Le prêt à taux zéro (PTZ)
En complément, vous avez sûrement la possibilité d’obtenir un petit prêt à conditions très attractives comme le prêt à taux zéro. D’autant que le montant du prêt est doublé dans les régions où l’accès au logement est difficile. Comme son nom l’indique, sans débourser le moindre euro d’intérêt, vous bénéficiez d’un financement particulièrement intéressant dès lors que vous n’avez pas été propriétaire depuis au moins deux ans et que vous achetez votre résidence principale. À condition toutefois de respecter les plafonds de ressources définis dans le cadre de ce prêt. Si vous êtes un couple avec deux enfants, vos revenus ne doivent pas excéder 56 875 € en région parisienne, sur la Côte d’Azur ou le pays genevois et 40 488 € dans les autres zones (revenus de l’année dernière ou de l’année précédente selon la date de demande du prêt).

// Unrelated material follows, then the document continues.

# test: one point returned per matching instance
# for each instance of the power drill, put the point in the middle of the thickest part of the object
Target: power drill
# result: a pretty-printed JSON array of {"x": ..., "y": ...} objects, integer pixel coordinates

Si vous achetez de l’ancien, le montant du prêt est plafonné à 20 % du coût de l’opération (30 % en zone urbaine sensible) et 50 % du total des autres prêts de plus de deux ans. Dans le neuf, il peut couvrir 100 % des autres prêts et 30% maximum du coût global de l’opération (40% en zone urbaine sensible). En région parisienne ou sur la Côte d’Azur, par exemple, un jeune couple peut obtenir 45 000 € de prêt et un couple avec deux enfants 55 050 €. Dans le neuf, vous pouvez même bénéficier, dans certains cas (subvention de votre commune ou de votre département, performances énergétiques du logement…) et si vos ressources ne dépassent pas certains plafonds fixés (différents de ceux du PTZ), d’un montant de prêt majoré (jusqu’à 20 000 €). Indépendamment du PTZ du ministère du Logement, sachez que certaines villes ont mis en place leur prêt à taux zéro. Renseignez-vous auprès de votre mairie.

1 % logement
Voilà un autre petit prêt que vous pouvez solliciter si vous êtes salarié (vous ou votre conjoint) d’une société (régime non agricole) employant plus de 20 personnes. Vous devez en faire la demande directement à votre employeur ou au comité d’entreprise (ou encore au collecteur 1 % dont vous dépendez). Cependant, l’octroi de ce prêt n’est pas automatique. Tout dépend en effet des fonds dont dispose votre employeur au moment de votre demande.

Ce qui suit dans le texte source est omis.